Interestingly all of these works were carved in the same town that a lot of the Renaissance and neo-classical statuary came from. There is a direct physical link between the neo-classical perfection of Canova and these marbles. Except, by using “imperfect” bodies, Quinn is bringing into question the very notion of perfection central to the neo-classical project. It’s true also that they express the idea of an idea which itself never really existed, since classical statuary was, after all both complete and painted.

Formally these sculptures oscillate between two views, are they whole or are they fragmented? However, emotionally, Quinn says that for him they are very definitely celebrations of wholeness, not evocative fragment. The works are first and foremost portraits of specific people but Quinn thinks that any good work of art works on many levels and reflects what any given person brings to it, so these sculptures will act as metaphors.

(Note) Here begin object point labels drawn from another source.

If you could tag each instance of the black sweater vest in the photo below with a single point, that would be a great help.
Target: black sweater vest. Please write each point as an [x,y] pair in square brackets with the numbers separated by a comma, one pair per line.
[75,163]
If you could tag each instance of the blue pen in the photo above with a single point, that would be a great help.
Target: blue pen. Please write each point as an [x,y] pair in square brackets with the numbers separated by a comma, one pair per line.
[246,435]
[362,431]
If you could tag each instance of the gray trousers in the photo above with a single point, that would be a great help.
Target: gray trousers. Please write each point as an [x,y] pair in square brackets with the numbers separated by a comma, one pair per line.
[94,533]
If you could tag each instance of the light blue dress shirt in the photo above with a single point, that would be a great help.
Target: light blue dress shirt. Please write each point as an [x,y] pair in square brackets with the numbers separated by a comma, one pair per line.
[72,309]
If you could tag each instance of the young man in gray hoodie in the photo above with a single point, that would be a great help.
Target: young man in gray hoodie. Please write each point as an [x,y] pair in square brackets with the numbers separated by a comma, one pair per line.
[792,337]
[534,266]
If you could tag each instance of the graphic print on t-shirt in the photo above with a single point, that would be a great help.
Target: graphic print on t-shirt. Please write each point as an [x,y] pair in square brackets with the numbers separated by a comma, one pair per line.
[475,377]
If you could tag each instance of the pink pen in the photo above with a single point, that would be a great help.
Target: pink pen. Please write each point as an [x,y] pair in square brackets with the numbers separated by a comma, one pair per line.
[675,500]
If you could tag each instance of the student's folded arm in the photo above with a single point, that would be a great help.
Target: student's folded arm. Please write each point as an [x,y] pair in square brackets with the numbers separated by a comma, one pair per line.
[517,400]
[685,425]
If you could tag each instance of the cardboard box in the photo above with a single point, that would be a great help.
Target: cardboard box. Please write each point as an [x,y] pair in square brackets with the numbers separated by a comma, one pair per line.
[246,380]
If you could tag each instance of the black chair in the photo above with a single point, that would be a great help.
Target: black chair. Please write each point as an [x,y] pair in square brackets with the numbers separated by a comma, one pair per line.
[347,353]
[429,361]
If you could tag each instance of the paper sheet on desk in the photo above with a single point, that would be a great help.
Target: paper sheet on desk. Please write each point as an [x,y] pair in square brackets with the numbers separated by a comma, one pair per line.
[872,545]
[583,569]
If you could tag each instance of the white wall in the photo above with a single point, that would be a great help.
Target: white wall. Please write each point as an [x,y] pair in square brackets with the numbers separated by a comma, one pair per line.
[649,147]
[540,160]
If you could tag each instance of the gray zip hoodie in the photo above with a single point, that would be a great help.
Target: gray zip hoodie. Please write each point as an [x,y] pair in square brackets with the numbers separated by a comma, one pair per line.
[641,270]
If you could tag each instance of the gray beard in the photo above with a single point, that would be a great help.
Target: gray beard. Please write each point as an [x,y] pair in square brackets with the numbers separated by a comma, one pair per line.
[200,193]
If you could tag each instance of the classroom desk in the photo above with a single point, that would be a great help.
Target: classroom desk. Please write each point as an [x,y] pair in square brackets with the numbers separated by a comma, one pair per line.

Lots of Quinn’s works question the Freudian dictum that biology is destiny. ‘The Complete Marbles’ are really about how biology isn’t destiny. All these people have overcome the biological roadblocks in their lives. Marble is the classical material for heroes of ancient times and these people are modern day heroes because they have dealt with their bodies and inner worlds. Their free will has conquered biological destiny and so they become celebratory.